Больше века украинского кино — интервью с киноведом Любомиром Госейко
Любомир Госейко — французский киновед, историк и исследователь украинского киноискусства. Член Французской ассоциации исследования истории кино и Национального союза кинематографистов Украины. Автор монографии «История украинского кинематографа».
Владимир Ермоленко пообщался с Любомиром Госейко в Национальном центре Александра Довженко во время выставки, посвященной эпохе ВУФКУ (Всеукраинского фотокиноуправления — главной кинематографической организации УССР 1920-х годов).
Мы поговорили о Довженко и Дзиге Вертове, о Параджанове и Ильенко, украинском киноавангарде и поэтическом кино, а также о том, куда движется современный украинский кинематограф.
Разговор выходит в рамках программы «Україна розумна» на hromadske.
Были ли 1920-е годы революционной эпохой в украинском кино?
Очень революционной. Некоторые картины стали называться авангардными, потому что в стиле этих картин были использованы новые способы съемки.
Но было несколько авангардов. Некоторые считают, что было четыре разных авангарда, некоторые говорят, что три, а некоторые — что два: сначала «нарративный» авангард (с 1919 по 1926 год), а потом — так называемое «настоящее» кино, или «чистое» кино.
И к первому, и ко второму принадлежал, например, Евгений Деслав (Евгений Деслав (1899-1966) — французский и испанский кинорежиссер украинского происхождения — ред.). Он стал знаменитым во Франции кинорежиссером после двух фильмов: «Марш машин» и «Электрические ночи».
Это была еще и эпоха кинофутуризма?
Кинофутуризм скорее был в Италии. Но итальянский футурист Луиджи Руссоло попросил Деслава смонтировать фильм об итальянских футуристах. И этот фильм частично сохранился, мы его нашли в Лондоне. Деслав также был связан с украинским футуризмом, переписывался с украинскими футуристами.

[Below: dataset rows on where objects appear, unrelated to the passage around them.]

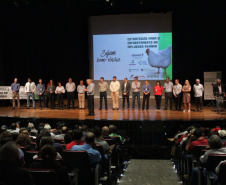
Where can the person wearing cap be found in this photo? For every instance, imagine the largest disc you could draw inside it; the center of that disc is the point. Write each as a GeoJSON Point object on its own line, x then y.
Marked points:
{"type": "Point", "coordinates": [15, 87]}
{"type": "Point", "coordinates": [125, 92]}
{"type": "Point", "coordinates": [114, 88]}
{"type": "Point", "coordinates": [103, 87]}
{"type": "Point", "coordinates": [81, 95]}
{"type": "Point", "coordinates": [198, 90]}
{"type": "Point", "coordinates": [136, 92]}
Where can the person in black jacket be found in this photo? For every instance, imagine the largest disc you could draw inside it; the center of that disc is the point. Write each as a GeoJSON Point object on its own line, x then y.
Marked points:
{"type": "Point", "coordinates": [125, 92]}
{"type": "Point", "coordinates": [219, 94]}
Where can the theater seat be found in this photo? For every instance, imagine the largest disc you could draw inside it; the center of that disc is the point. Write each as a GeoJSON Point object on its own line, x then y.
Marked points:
{"type": "Point", "coordinates": [78, 164]}
{"type": "Point", "coordinates": [222, 174]}
{"type": "Point", "coordinates": [44, 176]}
{"type": "Point", "coordinates": [28, 158]}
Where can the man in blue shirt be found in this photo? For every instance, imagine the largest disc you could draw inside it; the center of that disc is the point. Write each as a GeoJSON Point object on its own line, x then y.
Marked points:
{"type": "Point", "coordinates": [146, 94]}
{"type": "Point", "coordinates": [41, 95]}
{"type": "Point", "coordinates": [15, 87]}
{"type": "Point", "coordinates": [94, 155]}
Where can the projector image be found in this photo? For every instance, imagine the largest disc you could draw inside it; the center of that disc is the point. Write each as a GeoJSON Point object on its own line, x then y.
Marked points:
{"type": "Point", "coordinates": [162, 59]}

Кто это был? Михайль Семенко? Гео Шкурупий?
Шкурупий. Но это продолжалось всего лишь несколько месяцев. Потому что с 1930 года их переписка прервалась.
Позже, уже в 1950-х годах, Деслав снял очень красивые фильмы. Один из них назывался «Фантастический образ».
Известным во Франции режиссером стал и другой украинец из Одессы, Леонид Могилевский. Первые пять лет он работал, как и Деслав, монтируя фильмы. Деслава французы называли «асом-монтажером», а Леонида Могилевского — «хирургом французского кино». Потому что он был спасительной силой для постановщиков, которые не могли закончить свой фильм. И тогда поручали это Могилевскому.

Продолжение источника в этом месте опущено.